The shadows in the hall seemed to lengthen as the pack's collective anger rose. The growls of a hundred shifted and semi-shifted wolves created a low-frequency vibration that made the windows rattle.
Killian stood up, and the room went instantly silent. He was six-foot-four of pure, predatory muscle, and as he stepped down from the dais, the crowd parted like the Red Sea. He stopped just inches from the edge of the Judgment Circle.
His scent-sandalwood and rain-hit me like a physical blow. It was the scent of home, of safety. But today, it felt like the scent of a storm that was about to drown me.

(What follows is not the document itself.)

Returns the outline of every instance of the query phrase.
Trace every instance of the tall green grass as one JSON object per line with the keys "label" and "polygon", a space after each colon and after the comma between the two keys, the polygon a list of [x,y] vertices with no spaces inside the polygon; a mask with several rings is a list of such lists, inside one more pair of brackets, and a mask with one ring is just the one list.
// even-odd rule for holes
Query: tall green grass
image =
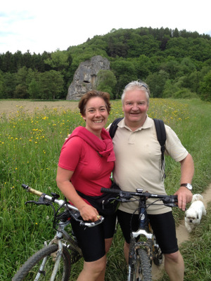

"I gave you everything," Killian said, his voice dropping to a low, pained frequency that only I was meant to hear. His jaw tightened, and I saw a flicker of hesitation in his eyes, a brief shadow of the boy who used to bring me wildflowers from the meadow. "I stood by you when the elders demanded a stronger Luna. I protected you. And this is how you repay the Nightshade bloodline?"
"Killian, look at me," I pleaded, my heart hammering against my ribs. "Truly look at me. You know me. You know my soul. We are fated."
His expression flickered. For a second, his hand moved, twitching as if he wanted to reach out and pull me from the circle. But then, a loud, agonizing groan echoed from the floor above just the room where his father lay dying. The sound snapped the tension. Killian's face hardened into a mask of iron. The elders stepped forward, their eyes cold and demanding.
"The pack demands justice, Alpha," Elder Thomas said, his voice a dry rasp. "A Luna who poisons her own kind is no Luna at all. The bond must be broken for the safety of the Black Mountain Pack."
Killian took a deep breath. The air in the room seemed to thin out, sucked into the vacuum of his mounting Alpha aura. He looked at me one last time, and I saw the devastating conflict in his eyes-a war between his heart and his duty. Duty won.
"I, Alpha Killian Nightshade of the Black Mountain Pack," he began, and the ancient ritualistic power of the Alpha Command settled over the room like a physical shroud. "Do hereby find Elara Vance guilty of high treason."
"No," I breathed, my eyes widening. "Killian, don't. Please. There's something-"
"I reject you, Elara Vance, as my mate," he thundered, his voice drowning out my plea. "I reject you as my Luna. I sever the bond that the Moon Mother forged, and I cast you out into the darkness!"
SNAP.
The world didn't end with a bang; it ended with the sound of my soul tearing in half.
The agony was instantaneous and total. It wasn't just pain; it was the sensation of my internal organs being turned inside out and dipped in liquid nitrogen. The golden thread that had tied my heart to his for years-the thread that told me when he was happy, when he was tired, when he was safe-shattered into a billion frozen shards.
I let out a ragged, broken scream, collapsing onto the floor. I couldn't breathe. I couldn't think. The warmth that had been a constant hum in the back of my mind was replaced by a screaming, freezing void.